Earlier this week, reports surfaced that the government was paying for Malema's stay in a five-star London hotel through his association with Mbalula.
Mbalula denied the report.
People were trying to attack him and his integrity, he said.
"I took an oath [as minister]... I'm not corrupt. Unlike Jackie Selebi, these hands are clean," he said.
"I did not pay for Julius."
He challenged anyone who thought they had proof to ask the "very enthusiastic" public protector to investigate.
Mbalula said he was in London on an official visit as the minister of sport and to lead Team South Africa at the Olympics.
"It was no secret what we were doing in London. I did everything in London that I was supposed to do," he said.
"We don't need government money to fulfil our personal dreams. People want to rubbish our names."
Mbalula said he could not understand why he needed to answer questions about other people's visits to the British capital.
He said he was not responsible for Malema's political programme, as he was no longer an African National Congress member.
"Please ask him if you want to know, I'm not his spokesperson."
Mbalula did not deny that he saw Malema while he was in London.
"I meet Julius every day here in South Africa, why should London be an exception?"

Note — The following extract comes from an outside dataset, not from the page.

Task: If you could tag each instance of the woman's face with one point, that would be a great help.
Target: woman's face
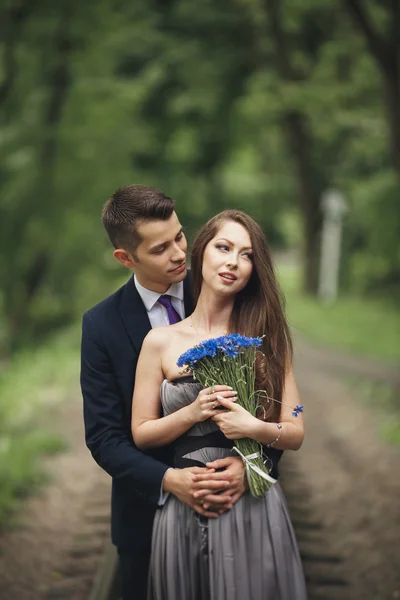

Just because Malema was no longer an ANC member there was no reason to not have a personal relationship with him, Mbalula said.
"There are people who were expelled from the ANC in the past that I greet... some come to my private functions," he said, referring to United Democratic Movement leader Bantu Holomisa.
Holomisa was expelled from the ruling party in 1996.
Mbalula said this was called freedom of association.